Microsoft has a tool that does this, VFS for Git, but it's Windows only so that does nothing for me. However they also offer a cross-platform tool called Scalar that is designed to "enable working with large repos at scale". It was originally a Microsoft technology and was eventually moved to git proper, so maybe it'll do what I want.
What scalar does is effectively set all the most modern git options for working with a large repo. So this is the built-in file-system monitor, multi-pack index, commit graphs, scheduled background maintenance, partial cloning, and clone mode sparse-checkout.
So what are these things?
The file system monitor is FSMonitor, a daemon that tracks changes to files and directories from the OS and adds them to a queue. That means git status doesn't need to query every file in the repo to find changes.
Take the git pack directory with a pack file and break it into multiples.
Commit graphs which from the docs:
" The commit-graph file stores the commit graph structure along with some extra metadata to speed up graph walks. By listing commit OIDs in lexicographic order, we can identify an integer position for each commit and refer to the parents of a commit using those integer positions. We use binary search to find initial commits and then use the integer positions for fast lookups during the walk."
Finally clone mode sparse-checkout. This allows people to limit their working directory to specific files
The purpose of this tool is to create an easy-mode for dealing with large monorepos, with an eye towards monorepos that are actually a collection of microservices. Ok but does it do what I want?
Why I like it
Well it's already built into git which is great and it is incredibly easy to use and get started with. Also it does some of what I want. Taking a bunch of existing repos and creating one giant monorepo, the performance was surprisingly good. The sparse-checkout means I get to designate what I care about and what I don't and also solves the problem of "what if I have a giant directory of binaries that I don't want people to worry about" since it follows the same pattern matching as .gitignore
Now what it doesn't do is radically change what git is. You could grow a repo to much much larger with these defaults set, but it's still handling a lot of things locally and requiring me to do the work. However I will say it makes a lot of my complaints go away. Combined with the gh CLI tool for PRs and I can cobble together a reasonably good workflow that I really like.
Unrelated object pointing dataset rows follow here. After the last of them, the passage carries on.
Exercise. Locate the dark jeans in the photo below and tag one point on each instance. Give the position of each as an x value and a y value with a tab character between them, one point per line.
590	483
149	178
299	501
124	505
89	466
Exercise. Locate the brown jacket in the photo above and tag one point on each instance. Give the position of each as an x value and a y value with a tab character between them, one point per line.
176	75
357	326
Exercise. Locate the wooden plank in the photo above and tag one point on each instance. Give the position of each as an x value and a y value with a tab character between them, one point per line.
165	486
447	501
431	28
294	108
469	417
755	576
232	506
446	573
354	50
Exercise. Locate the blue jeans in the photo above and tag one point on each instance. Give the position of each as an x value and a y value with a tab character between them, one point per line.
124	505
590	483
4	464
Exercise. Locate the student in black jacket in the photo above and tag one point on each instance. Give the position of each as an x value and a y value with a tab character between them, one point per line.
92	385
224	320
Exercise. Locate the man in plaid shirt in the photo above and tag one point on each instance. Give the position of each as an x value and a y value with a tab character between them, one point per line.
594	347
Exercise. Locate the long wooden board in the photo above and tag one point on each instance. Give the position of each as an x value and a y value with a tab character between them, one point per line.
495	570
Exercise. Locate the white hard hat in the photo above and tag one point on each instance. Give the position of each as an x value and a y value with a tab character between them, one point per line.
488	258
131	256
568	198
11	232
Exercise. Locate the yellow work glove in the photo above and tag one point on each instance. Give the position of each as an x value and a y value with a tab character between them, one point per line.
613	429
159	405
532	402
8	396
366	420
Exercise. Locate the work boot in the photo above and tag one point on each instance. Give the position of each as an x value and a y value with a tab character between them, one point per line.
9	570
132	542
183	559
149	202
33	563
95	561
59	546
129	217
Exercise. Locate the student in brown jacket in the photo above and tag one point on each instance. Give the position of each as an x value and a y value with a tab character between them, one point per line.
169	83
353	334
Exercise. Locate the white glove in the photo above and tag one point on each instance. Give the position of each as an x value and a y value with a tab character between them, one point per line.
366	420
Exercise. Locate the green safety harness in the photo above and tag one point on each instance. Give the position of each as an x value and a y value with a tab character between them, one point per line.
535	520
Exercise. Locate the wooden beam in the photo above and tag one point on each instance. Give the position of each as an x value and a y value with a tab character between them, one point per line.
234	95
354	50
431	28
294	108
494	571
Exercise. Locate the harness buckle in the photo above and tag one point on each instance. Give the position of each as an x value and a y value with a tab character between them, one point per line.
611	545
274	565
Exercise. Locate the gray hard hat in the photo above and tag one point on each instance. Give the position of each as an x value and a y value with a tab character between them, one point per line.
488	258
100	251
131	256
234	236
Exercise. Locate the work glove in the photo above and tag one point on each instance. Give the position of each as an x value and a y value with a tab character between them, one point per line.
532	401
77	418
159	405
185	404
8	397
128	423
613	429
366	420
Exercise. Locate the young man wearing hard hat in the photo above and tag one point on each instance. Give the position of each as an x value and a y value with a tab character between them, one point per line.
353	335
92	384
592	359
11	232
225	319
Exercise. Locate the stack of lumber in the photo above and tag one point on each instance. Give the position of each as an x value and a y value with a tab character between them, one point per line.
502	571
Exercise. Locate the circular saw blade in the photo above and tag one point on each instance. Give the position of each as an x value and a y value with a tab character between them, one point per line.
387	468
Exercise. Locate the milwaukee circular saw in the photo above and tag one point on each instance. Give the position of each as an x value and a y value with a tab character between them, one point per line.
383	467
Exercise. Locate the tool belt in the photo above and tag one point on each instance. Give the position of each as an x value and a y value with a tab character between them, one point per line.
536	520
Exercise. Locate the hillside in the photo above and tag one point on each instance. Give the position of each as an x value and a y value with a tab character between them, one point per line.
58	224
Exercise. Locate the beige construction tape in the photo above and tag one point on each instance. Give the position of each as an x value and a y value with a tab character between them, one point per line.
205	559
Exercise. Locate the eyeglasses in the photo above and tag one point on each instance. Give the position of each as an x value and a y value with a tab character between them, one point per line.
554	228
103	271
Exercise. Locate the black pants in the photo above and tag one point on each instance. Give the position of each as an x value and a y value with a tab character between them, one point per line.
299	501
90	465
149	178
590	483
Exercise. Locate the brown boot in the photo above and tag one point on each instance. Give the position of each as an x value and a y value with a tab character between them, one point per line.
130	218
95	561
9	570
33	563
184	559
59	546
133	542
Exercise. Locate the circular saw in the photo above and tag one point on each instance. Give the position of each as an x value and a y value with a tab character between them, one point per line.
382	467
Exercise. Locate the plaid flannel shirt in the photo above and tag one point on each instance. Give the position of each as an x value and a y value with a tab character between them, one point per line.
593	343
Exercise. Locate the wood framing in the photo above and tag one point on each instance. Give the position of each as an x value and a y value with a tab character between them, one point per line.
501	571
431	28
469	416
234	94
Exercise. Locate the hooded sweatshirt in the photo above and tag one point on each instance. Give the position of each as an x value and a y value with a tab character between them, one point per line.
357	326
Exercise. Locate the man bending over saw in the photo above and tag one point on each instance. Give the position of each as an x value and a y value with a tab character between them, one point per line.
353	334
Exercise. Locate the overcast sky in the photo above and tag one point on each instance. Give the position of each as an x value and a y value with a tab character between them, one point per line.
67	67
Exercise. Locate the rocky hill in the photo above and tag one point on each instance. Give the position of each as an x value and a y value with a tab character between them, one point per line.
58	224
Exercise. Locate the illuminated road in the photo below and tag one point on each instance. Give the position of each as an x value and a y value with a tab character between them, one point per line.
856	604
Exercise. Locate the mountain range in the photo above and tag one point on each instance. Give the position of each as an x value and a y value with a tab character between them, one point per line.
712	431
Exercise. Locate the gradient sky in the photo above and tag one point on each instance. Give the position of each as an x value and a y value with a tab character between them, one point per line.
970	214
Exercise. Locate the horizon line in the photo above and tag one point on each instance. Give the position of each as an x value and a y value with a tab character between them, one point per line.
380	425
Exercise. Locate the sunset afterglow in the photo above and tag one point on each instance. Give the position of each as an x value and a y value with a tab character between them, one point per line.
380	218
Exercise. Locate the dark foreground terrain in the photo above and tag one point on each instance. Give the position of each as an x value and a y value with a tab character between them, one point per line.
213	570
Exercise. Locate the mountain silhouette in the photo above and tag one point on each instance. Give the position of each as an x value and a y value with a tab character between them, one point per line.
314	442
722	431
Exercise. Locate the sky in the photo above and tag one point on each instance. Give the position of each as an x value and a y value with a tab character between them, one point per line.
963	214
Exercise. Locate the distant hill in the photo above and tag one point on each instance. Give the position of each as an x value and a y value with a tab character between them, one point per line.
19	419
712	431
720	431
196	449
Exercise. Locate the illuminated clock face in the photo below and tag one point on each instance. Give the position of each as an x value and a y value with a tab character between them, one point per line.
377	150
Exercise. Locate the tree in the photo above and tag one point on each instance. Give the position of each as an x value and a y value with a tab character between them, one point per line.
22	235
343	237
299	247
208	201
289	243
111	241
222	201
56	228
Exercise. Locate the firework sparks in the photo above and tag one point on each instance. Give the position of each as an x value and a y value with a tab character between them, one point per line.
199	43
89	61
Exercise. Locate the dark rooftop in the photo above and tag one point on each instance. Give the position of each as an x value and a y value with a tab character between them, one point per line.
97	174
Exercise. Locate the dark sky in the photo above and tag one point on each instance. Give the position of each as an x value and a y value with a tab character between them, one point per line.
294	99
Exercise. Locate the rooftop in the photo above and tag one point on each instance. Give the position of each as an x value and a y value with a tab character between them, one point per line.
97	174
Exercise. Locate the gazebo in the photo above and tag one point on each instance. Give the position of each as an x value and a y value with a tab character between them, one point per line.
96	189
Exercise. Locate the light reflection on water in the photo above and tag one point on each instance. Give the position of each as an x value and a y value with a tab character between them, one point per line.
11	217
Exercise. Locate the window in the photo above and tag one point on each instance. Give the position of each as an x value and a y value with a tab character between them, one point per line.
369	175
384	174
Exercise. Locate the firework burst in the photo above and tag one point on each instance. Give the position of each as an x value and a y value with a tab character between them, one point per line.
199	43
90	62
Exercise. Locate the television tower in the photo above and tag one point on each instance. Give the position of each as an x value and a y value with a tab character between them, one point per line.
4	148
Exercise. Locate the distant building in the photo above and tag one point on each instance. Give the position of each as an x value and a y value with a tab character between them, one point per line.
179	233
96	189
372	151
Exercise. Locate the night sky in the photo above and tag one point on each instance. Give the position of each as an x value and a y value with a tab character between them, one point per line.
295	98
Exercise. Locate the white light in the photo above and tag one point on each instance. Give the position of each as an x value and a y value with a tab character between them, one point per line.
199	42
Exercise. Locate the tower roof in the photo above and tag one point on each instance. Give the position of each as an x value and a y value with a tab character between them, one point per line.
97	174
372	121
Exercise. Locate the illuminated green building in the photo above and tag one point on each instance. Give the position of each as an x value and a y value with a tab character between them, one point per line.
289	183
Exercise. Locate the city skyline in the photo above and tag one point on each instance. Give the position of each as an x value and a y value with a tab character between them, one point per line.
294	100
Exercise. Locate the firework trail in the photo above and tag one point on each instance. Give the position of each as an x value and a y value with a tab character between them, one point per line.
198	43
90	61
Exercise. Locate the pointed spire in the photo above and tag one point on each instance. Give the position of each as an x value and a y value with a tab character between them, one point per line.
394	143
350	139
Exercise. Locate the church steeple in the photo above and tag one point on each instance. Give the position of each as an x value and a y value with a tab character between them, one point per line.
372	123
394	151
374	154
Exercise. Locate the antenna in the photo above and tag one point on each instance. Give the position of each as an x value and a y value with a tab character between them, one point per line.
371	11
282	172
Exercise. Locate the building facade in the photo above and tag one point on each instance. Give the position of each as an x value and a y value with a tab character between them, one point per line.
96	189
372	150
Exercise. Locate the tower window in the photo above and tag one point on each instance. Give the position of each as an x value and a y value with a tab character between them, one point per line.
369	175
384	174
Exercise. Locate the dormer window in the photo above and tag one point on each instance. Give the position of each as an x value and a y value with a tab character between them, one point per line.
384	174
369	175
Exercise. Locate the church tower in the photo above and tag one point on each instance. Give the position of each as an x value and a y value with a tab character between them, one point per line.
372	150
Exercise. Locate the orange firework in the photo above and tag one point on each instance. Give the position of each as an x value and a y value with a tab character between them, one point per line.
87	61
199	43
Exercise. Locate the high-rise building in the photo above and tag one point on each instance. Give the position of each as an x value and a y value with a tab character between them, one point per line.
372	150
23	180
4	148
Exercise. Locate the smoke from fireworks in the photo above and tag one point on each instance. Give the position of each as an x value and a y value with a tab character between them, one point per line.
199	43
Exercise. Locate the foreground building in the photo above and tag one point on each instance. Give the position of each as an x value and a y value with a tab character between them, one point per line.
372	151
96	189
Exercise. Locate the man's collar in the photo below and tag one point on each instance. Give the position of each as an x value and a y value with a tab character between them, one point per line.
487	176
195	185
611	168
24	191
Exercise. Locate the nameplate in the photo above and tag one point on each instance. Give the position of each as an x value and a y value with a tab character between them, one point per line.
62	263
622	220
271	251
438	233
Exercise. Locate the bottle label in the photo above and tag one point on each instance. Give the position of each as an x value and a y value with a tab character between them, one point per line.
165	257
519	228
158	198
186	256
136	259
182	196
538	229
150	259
So while this is definitely the pattern I'm going to be adopting from now on (monorepo full of microservices where I manage scale with scalar), I think it represents how far you can modify git as an existing platform. This is the best possible option today but it still doesn't get me to where I want to be. It is closer though.
So where does this leave us? Honestly, I could write another 5000 words on this stuff. It feels like as a field we get maddeningly close to cracking this code and then give up because we hit upon a solution that is mostly good enough. As workflows have continued to evolve, we haven't come back to touch this third rail of application design.
Why? I think the people not satisfied with git are told that is a result of them not understanding it. It creates a feeling that if you aren't clicking with the tool, then the deficiency is with you and not with the tool. I also think programmers love decentralized designs because it encourages the (somewhat) false hope of portability. Yes I am entirely reliant on GitHub actions, Pull Requests, GitHub access control, SSO, secrets and releases but in a pinch I could move the actual repo itself to a different provider.
Hopefully someone decides to take another run at this problem. I don't feel like we're close to done and it seems like, from playing around with all these, that there is a lot of low-hanging optimization fruit that anyone could grab. I think the primary blocker would be you'd need to leave git behind and migrate to a totally different structure, which might be too much for us. I'll keep hoping it's not though.